SURVEILLANCE

Curator: Murat Catık
Artist: Selçuk Artut

Online Art Talk: Selçuk Artut & Murat Catık
01.04.2021

Bilsart is hosting Selçuk Artut’s exhibition entitled “Surveillance” curated by Murat Catık will take place between April 1-13, 2021

“In the capitalist system, societies even whole world turnes into a huge Panopticon. Power is a giant watchtower. Power holding system owner or owners are also in the observing position. There is now an invisible power that is observing the people who know being observed by this power, instead of a king whose face we see all the time”. Michel Foucault.[1]
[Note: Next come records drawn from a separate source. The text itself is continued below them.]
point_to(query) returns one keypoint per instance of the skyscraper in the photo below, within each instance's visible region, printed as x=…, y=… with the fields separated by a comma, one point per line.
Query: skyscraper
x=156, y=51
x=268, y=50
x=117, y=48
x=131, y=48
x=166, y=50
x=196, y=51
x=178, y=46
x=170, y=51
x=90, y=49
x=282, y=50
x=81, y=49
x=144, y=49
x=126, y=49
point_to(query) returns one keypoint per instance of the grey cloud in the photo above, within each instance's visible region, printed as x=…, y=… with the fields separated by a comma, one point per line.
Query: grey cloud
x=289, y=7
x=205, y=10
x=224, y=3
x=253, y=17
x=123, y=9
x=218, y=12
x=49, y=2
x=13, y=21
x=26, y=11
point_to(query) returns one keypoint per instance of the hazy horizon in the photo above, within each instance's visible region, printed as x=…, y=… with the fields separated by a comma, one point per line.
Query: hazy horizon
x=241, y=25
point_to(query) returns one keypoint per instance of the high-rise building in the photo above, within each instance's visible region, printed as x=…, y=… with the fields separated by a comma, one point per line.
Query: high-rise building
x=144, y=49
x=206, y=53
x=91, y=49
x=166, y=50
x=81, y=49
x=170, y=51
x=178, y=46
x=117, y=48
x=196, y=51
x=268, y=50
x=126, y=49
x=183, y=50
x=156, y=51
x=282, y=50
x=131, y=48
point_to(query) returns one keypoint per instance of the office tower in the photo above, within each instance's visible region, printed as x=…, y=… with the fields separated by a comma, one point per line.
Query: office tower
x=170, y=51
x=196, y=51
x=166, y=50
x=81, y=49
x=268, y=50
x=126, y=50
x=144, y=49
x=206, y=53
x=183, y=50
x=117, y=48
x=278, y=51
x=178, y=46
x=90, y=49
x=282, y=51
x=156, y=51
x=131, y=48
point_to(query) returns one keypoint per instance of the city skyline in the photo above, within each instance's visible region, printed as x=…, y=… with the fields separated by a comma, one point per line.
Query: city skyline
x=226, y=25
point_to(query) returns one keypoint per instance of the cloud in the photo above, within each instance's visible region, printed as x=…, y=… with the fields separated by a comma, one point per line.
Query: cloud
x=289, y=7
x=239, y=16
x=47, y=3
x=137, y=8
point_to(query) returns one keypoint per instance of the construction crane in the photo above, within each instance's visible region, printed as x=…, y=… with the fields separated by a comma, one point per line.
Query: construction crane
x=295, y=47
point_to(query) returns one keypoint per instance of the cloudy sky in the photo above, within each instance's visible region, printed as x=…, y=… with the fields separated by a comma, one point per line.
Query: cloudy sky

In surveillance, the power designs a closed surveillance system by isolating itself the observed citizens and the truthness. Although the power holders thinks they hold all the strings in their hands, the observed people have knowledge of the surveillance. Is the position of the watcher and the object to watching fixed as a result of this surveillance? Is the object being watched at every moment?

Power holders, an entity that does appear at the top, although, when we can act freely, instantly brings back those, who break out the set of rules which enforces in order to consolidate its own self. The intangible burden of pressure, which we do not feel concrete on us, limits our ability to question the rules by slowly dulling our consciousness. As a result of this limited ability, we are forced to remain silent in the face of sanctions imposed without our knowledge. When we go against it, we know that a rule that protects our rights and freedoms works against us. Although we think that we live under pressure, we are actually trying to protect ourselves within pre-determined limits.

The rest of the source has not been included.